Convergence Station marks Meow Wolf’s continued rise in the immersive field, a sector that has seen experiences from transportive Van Gogh exhibitions to teamLab’s various projects gain in popularity and value in the past few years. According to a 2020 report by immersive studio Pseudonym Productions, the experience industry, prior to the pandemic, was valued at $61.8 billion, and saw more than $200 million in private and venture capital investments in 2019.
As lockdowns lift across America, Convergence Station also joins similar immersive experiences in offering audiences attractive reasons to physically reengage with art. Here, as Peterson tells us, is how Meow Wolf did it.
What goes into creating a Meow Wolf installation such as Convergence Station?

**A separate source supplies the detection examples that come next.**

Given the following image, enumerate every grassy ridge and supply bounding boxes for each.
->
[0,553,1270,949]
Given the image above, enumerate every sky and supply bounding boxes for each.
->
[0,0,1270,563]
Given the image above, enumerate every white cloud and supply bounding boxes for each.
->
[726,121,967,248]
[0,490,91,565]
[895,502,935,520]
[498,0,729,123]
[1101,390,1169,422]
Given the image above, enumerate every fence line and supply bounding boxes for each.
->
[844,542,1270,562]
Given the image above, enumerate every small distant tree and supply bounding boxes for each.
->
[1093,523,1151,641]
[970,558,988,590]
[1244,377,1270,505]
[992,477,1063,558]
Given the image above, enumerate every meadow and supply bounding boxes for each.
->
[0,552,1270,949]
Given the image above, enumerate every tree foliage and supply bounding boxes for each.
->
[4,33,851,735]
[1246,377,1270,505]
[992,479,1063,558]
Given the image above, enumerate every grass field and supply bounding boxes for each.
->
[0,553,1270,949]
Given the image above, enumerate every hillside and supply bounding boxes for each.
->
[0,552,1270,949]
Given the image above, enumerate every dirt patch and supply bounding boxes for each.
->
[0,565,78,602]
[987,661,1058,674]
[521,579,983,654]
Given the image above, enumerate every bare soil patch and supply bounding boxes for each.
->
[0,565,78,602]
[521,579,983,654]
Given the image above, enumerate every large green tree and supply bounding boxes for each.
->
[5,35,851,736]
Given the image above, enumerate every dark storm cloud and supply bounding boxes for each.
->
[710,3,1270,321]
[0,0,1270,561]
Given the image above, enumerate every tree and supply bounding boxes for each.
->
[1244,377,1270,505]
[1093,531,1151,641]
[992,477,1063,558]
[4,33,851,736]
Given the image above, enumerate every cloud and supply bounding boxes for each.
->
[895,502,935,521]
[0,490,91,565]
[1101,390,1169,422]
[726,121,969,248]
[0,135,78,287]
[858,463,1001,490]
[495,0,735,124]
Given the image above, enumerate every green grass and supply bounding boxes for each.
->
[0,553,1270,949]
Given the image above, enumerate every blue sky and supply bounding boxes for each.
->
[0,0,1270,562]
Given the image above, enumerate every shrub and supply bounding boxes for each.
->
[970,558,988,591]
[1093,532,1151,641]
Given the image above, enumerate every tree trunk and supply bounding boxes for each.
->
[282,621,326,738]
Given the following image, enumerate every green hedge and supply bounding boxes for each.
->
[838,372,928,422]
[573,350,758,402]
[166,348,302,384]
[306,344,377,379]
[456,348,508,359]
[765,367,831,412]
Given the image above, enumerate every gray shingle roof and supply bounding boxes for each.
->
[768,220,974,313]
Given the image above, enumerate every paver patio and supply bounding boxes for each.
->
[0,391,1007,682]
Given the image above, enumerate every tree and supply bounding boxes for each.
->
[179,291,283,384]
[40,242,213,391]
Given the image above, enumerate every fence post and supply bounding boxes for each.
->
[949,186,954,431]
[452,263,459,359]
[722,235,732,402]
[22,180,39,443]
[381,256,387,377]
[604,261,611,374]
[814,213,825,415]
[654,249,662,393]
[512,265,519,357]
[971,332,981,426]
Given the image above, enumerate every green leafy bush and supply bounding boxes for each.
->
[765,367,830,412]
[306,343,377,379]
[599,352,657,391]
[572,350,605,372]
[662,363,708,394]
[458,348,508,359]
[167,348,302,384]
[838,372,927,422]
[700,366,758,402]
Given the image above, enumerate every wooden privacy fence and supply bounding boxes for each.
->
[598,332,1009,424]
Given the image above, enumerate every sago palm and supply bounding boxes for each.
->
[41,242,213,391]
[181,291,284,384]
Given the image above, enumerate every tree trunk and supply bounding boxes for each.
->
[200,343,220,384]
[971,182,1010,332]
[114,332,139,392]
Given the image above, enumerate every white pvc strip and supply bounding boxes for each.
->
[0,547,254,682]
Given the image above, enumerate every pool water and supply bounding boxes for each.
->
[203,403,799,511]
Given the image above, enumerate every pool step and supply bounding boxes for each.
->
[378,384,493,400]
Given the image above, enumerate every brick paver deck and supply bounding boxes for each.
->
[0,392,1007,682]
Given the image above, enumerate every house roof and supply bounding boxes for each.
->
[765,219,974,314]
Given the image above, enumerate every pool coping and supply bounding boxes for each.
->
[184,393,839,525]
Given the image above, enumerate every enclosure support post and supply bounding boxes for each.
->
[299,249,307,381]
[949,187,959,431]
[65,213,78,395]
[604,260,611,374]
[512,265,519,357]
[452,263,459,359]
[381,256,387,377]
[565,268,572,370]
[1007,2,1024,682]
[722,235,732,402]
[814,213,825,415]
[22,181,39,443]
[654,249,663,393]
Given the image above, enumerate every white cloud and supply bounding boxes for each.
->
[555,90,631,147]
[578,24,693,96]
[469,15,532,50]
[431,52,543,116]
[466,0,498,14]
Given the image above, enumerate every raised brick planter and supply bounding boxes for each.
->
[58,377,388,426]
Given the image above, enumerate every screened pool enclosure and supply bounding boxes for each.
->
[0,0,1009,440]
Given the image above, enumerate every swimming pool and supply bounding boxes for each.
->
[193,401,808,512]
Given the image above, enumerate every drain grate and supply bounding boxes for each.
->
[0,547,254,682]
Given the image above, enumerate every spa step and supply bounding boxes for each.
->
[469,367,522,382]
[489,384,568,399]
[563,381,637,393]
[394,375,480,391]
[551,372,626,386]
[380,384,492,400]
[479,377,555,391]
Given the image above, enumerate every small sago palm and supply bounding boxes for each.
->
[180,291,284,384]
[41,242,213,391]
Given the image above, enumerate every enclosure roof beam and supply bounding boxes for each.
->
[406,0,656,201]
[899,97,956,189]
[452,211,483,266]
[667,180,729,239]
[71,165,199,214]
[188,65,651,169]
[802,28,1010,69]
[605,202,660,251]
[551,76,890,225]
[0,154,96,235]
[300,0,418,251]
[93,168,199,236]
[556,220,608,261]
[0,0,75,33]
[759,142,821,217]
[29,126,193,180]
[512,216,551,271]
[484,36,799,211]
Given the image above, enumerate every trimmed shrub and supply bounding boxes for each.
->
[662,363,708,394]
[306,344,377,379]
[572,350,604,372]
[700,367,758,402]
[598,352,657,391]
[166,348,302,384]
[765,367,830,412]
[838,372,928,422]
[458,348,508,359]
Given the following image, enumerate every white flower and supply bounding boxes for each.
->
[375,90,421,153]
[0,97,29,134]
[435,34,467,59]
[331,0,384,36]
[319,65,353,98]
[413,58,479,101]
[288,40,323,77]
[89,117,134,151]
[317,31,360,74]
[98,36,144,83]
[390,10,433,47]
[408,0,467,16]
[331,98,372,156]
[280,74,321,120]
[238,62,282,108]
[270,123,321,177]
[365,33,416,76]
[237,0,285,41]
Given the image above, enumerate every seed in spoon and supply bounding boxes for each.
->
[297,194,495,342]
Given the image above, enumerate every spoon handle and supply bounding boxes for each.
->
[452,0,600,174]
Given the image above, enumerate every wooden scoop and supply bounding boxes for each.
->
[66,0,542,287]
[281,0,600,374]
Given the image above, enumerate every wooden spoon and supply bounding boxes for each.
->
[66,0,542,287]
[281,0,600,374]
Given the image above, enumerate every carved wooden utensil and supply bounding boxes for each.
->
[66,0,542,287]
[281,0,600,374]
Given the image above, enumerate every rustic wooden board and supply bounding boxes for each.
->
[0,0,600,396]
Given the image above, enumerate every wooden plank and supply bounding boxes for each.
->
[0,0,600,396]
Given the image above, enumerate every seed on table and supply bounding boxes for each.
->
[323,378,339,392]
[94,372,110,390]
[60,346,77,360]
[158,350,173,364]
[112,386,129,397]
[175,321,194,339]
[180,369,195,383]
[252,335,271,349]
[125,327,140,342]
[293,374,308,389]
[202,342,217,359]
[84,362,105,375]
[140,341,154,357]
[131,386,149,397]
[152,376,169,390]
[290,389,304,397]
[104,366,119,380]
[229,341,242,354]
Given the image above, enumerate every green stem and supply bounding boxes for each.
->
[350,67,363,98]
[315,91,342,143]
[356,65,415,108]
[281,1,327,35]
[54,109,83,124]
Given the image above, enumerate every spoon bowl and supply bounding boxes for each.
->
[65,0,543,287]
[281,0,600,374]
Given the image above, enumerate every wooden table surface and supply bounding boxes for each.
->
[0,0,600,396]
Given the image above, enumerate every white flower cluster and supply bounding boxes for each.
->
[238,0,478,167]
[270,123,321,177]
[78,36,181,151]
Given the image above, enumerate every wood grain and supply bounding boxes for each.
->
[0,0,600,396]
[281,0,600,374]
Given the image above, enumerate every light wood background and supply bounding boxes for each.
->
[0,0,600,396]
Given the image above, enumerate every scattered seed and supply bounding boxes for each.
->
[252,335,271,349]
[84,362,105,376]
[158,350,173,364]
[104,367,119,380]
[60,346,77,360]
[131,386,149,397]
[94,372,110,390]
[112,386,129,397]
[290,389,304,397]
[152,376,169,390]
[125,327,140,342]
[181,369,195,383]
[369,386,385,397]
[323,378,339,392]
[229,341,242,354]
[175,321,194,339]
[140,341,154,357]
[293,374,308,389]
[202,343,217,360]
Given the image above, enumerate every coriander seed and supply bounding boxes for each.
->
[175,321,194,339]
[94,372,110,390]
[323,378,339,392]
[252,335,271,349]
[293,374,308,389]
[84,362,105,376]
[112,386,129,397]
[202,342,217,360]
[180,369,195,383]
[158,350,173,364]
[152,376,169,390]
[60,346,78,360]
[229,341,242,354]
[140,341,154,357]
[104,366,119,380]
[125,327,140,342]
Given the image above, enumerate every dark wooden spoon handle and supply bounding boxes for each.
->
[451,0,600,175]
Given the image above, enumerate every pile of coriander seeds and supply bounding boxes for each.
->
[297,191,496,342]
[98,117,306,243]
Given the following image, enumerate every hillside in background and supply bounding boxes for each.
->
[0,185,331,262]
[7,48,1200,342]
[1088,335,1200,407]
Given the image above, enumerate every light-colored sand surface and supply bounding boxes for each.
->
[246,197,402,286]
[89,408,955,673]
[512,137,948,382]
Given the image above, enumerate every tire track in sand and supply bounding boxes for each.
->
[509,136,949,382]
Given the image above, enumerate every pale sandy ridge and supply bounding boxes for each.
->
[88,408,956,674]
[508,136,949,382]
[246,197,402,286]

More than anything else, time planning. The keyword there is permanent — that means building it to last. In my experience, [permanence] runs contrary to technology. Our technology gets dated really quickly, so the planning phase for the exhibition went on for a very extended period of time.
Pretty much anything that involved technology meant that it was tied to a set of building inspections and the permitting process. That can lead to situations that feel really backwards to artists, where you have to decide what all the technology is going to be before you even figure out what your design is. Also creatively, there was a lot of concern over “how is this going to look” or “is it going to look dated” and “if it does look dated is it going to be cute?”
Could you outline some of the technology that’s in this experience?
Being Meow Wolf, there’s a really wide range of fun technologies that may not even be visible to people. We have sophisticated projection-mapped spaces with many channels of video, all being composited together. We also have at least several instances of using depth sensing cameras for video game controls, but also to make the environment more responsive. There are a lot of capacitive touch and RFID technologies in the show, and adjacent technologies that allow us to sense somebody nearby. We have a couple of pieces that were so hard to instrument with conventional capacitive touch that we had to resort to theremin technology in order to extend the range of directivity.
We also have a really prominent musical robot, where we have instrumented conventional musical instruments with solenoids and electromagnets to make them function automatically and play their own music.
RFID technology is present at Meow Wolf’s Omega Mart installation as well. What is its role in Convergence Station?
We have a whole RFID exhibit with checkpoints scattered throughout the space that visitors can bring a conventional RFID card to and check in. Also, the backend of the RFID system is attached to a lot of the output devices in the show. As visitors work through the RFID layer, they’re able to affect changes in the environment by manipulating lights, triggering audio, etc. We rely heavily on a protocol called OSC (Open Sound Control) to send and receive messages. It’s the lingua franca of how all the interactive technology works together. It’s like a digital or networking equivalent of MIDI.
How is Meow Wolf thinking about cross reality tech such as augmented reality or virtual reality?
Our collaborative approach to art has always leant itself to an open-ended mixed media narrative. The major benefits of [cross reality technology] is you can do narrative content more easily. You can add narrative content or change it out because it’s a digital experience, so that gives us sort of evergreen opportunities to hopefully bring people back into the exhibit. And if it’s a direct interactive experience, the technology also provides a way for people to review some of the content for the show on their own device outside of the exhibit, and also allows us to increase accessibility, because phones can be more accessible than physical objects in the real world.
What will future Meow Wolf exhibitions potentially look like, and are there any currently in the works?
I cannot let the cat out of the bag about any current projects. But I can say artists like to try new things, and look forward to Meow Wolf projects as an opportunity to turn their work upside down and build at a scale they hadn’t before. We have a team of extremely talented creative engineers, all who have a background in the fine arts and who really enjoy unlocking those possibilities.